À tout seigneur tout honneur, concentrons-nous d’abord sur la décision de la cheffe de quitter son poste, le conseil d’administration du parti et même la vie politique tout court dès qu’un successeur sera trouvé.
Elle ne quitte pas par dépit, mais pour des raisons de santé. On peut certes comprendre que la joute politique éprouvante l’ait usée prématurément. Après tout, elle était le visage, la cheffe, l’âme et la locomotive du parti. N’ayons pas peur des mots, ce parti ne se résumait pas à elle seule, mais pas loin, même si elle prétendra bien sûr le contraire.
Ce visage, elle l’était encore davantage depuis les résultats décevants de la première et seule campagne du parti. Faut-il rappeler qu’il n’a pas réussi à faire élire un seul de ses 11 candidats dans les quartiers, malgré la performance inspirée de Mme Demers à l’automne 2021? Celle-ci s’était inclinée par à peine 235 votes face au maire André Beauregard. On peut penser qu’elle aurait maximisé ses chances si elle avait pu concentrer toute son attention sur sa propre campagne. Car Mme Demers n’avait pas pris le chemin le plus facile vers la mairie en se donnant le mandat (et le trouble) de former un parti, d’élaborer une plateforme, puis de rallier et de materner 11 candidats tout le long de la campagne.
L’idée d’appuyer un parti politique municipal n’est pas dans les mœurs des Maskoutains. L’inconnu rebute, d’autant plus que les élus se font toujours un plaisir de dire haut et fort qu’ils sont indépendants et qu’il n’y a que des avantages à ne pas avoir à suivre une ligne de parti.
Le fait d’être sorti de la campagne bredouille annonçait pour Saint-Hyacinthe unie une longue traversée du désert jusqu’aux élections de 2025.
Et voilà que sa cheffe abdique à mi- chemin. La suite ne sera pas évidente, compte tenu de l’intérêt limité pour ce parti et ses idées, comme en témoigne le peu d’engouement suscité par sa plus récente assemblée générale, qui n’a attiré qu’une trentaine de membres et de sympathisants.
Pour reprendre l’image de la traversée du désert, aussi bien dire que la cheffe y prêchait également. Les candidats intéressés à prendre la relève seront peu nombreux, à mon avis.
Les bibittes à la Marijo Demers, qui mangent de la politique, qui sont articulées, capables de défendre leurs idées, de débattre et de s’investir à fond pour la cause ne courent pas les rues. Alors étant donné que les élections n’ont lieu que dans deux ans, peut-être faudrait-il confier les rênes à un chef intérimaire et repousser l’investiture et le couronnement à l’automne 2024, question d’essayer de créer un certain momentum pour 2025. Et ça, c’est si Saint-Hyacinthe unie est encore uni et d’actualité à ce moment. On ne peut plus jurer de rien.

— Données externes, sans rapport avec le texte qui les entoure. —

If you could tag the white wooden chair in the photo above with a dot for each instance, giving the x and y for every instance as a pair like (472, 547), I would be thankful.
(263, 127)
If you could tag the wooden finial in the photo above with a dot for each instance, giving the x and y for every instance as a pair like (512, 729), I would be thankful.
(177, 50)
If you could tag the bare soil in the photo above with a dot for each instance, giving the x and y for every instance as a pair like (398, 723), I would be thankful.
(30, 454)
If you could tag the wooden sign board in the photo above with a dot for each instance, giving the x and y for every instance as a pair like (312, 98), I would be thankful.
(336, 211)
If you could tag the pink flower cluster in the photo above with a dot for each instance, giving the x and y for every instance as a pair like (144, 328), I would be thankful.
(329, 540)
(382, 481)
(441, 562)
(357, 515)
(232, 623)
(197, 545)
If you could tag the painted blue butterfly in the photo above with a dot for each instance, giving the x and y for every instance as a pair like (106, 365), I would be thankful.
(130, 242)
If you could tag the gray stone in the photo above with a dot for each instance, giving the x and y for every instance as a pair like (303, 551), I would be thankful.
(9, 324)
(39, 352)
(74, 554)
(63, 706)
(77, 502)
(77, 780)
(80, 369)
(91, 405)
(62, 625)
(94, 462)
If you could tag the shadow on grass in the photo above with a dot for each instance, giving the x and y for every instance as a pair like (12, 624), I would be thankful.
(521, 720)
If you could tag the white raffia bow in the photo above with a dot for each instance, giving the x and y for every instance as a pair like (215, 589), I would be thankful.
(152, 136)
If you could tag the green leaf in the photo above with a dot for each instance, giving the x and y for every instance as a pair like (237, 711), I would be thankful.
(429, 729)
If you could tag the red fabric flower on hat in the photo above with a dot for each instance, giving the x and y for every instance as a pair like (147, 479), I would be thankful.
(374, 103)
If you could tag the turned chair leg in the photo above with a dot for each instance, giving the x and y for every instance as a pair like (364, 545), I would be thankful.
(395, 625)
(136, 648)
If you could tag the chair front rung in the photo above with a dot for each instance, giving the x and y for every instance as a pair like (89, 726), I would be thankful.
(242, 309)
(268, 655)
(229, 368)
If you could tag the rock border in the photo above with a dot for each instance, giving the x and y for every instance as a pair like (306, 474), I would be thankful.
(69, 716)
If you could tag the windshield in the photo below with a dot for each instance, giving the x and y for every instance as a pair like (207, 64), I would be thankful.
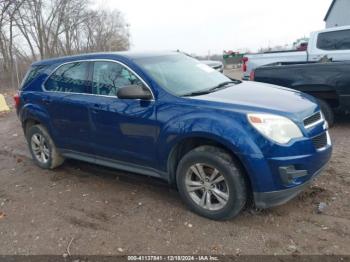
(181, 75)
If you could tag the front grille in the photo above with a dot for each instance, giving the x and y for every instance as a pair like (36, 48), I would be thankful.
(312, 119)
(320, 141)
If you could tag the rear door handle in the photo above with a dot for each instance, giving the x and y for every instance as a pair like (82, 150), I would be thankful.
(95, 108)
(46, 100)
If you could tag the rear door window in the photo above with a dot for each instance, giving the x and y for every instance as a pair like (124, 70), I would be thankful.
(336, 40)
(70, 78)
(108, 77)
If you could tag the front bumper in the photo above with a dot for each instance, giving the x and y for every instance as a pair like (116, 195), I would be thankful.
(279, 197)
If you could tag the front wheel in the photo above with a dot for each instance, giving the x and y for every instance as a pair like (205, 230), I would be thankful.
(42, 148)
(211, 184)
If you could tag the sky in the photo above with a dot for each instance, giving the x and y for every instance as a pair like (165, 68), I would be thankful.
(211, 26)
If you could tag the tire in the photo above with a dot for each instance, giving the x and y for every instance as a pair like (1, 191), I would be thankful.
(327, 111)
(39, 141)
(233, 187)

Dommage, car même si Marijo Demers et son parti n’ont pas transformé la politique municipale en profondeur, ils ont eu un certain impact et apporté un peu de fraîcheur. Certaines idées de leur plateforme ont été récupérées par l’administration actuelle, comme la mise sur pied d’un budget participatif, et à force de réclamer plus de transparence et d’écoute de la part des élus, Mme Demers peut s’attribuer quelques changements à la période de questions. Sa présence régulière au conseil ou dans LE COURRIER dérangeait alors qu’elle était perçue comme l’opposition officielle à la Ville de Saint-Hyacinthe, un titre qu’elle n’a pourtant jamais revendiqué. Bien au contraire, elle n’a jamais hésité à saluer les bons coups du maire ou de l’administration municipale, et ce, même si elle ne laissait rien passer et rebondissait habilement sur chaque dossier lorsque nécessaire. En habile contrepoids politique.
On devine que le maire André Beauregard ne sera pas trop triste à l’idée de ne plus avoir à en découdre avec elle. Souvenez-vous du dérapage malaisant survenu en avril dernier à la période de questions de l’assemblée publique de la Ville. Bizz, Bizz, Bizz. Que ce soit en paroles ou par écrit, Marijo Demers avait un don certain pour agacer le maire. Mais le don de l’inquiéter pour 2025, peut-être pas. Encore moins maintenant.